Als die Mühle dann 1949 an einen neuen Eigentümer verkauft worden sei, habe die Familie die Dienstwohnung aufgeben müssen und sei nach Steglitz gezogen. Der Vater habe aber weiter dort gearbeitet. In den 80er-Jahren kam das Gelände mit den Gebäuden der Mühlenanlage in das Eigentum der Familie Freiberger. Nach der Nutzung der Gebäude als Hotel, Arbeitsagentur und Unternehmensberatung eröffnete sie 2009 die Rehaklinik Medical Park Berlin Humboldtmühle. Die Gebäude der Mühlenanlage stehen heute unter Denkmalschutz. Urkundlich erwähnt worden ist die Mühle erstmals schon 1361. Der Umbau für die neue Nutzung als Klinik bewahrte die historische Bausubstanz und ergänzte die alten Gebäude mit neuer Architektur.
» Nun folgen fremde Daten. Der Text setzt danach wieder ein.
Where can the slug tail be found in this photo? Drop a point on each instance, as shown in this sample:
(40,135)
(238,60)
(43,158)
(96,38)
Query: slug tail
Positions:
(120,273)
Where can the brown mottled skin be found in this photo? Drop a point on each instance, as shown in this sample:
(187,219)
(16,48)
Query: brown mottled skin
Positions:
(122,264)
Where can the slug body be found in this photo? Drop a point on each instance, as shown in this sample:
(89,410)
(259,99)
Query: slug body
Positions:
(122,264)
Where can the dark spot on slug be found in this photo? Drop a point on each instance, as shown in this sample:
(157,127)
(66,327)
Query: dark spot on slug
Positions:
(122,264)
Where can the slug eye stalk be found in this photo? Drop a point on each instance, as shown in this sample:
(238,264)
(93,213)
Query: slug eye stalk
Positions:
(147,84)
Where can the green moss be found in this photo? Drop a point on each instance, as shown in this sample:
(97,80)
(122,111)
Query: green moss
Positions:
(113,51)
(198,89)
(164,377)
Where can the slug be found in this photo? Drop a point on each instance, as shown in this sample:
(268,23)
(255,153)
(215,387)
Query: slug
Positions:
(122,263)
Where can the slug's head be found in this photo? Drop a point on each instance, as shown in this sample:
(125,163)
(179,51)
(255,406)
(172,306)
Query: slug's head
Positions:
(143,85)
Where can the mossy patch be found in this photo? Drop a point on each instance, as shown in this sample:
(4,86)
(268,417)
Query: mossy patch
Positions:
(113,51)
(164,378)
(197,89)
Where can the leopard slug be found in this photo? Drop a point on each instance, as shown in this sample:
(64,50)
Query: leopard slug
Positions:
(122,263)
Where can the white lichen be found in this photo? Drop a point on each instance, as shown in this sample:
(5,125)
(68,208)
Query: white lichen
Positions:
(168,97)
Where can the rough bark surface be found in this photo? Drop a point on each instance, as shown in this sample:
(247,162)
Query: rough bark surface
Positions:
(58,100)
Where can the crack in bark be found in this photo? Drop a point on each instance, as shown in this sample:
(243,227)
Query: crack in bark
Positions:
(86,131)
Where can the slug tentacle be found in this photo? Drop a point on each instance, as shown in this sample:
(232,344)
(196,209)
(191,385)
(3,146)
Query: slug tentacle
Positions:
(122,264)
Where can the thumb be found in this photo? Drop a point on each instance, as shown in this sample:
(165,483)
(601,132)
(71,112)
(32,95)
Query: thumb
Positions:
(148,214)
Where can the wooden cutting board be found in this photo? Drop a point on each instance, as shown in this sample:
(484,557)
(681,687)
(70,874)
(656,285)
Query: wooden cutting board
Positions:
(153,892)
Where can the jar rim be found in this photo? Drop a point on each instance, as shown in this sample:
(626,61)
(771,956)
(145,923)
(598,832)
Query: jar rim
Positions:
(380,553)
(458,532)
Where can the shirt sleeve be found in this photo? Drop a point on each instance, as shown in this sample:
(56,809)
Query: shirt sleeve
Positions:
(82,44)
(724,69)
Die Gesundheitsbranche hat in Reinickendorf einen hohen Stellenwert. Fast jeder zweite Arbeitsplatz ist nach Auskunft der Wirtschaftsförderung in der Gesundheitswirtschaft zu finden. 38.000 von 77.000 Beschäftigten arbeiten in diesem Bereich. Medical Park Berlin Humboldtmühle hat rund 400 Mitarbeiter. Die Klinik therapiert in drei Fachrichtungen: Orthopädie und Unfallchirurgie, innere Medizin mit dem Schwerpunkt Kardiologie sowie Neurologie. „So können Begleiterkrankungen oder auch Überschneidungen von Krankheitsbildern wie ein Herzinfarkt nach einer Knieoperation gut mitbehandelt werden“, sagt Heinz Theres, ärztlicher Direktor und einer der drei Chefärzte. Behandelt werden überwiegend Berliner, aber auch arabische und russische Patienten schätzen das Angebot der Rehaklinik, die über eine Intensivstation verfügt und so Patienten aus den Akutkrankenhäusern früh eine Rehabilitation ermöglicht.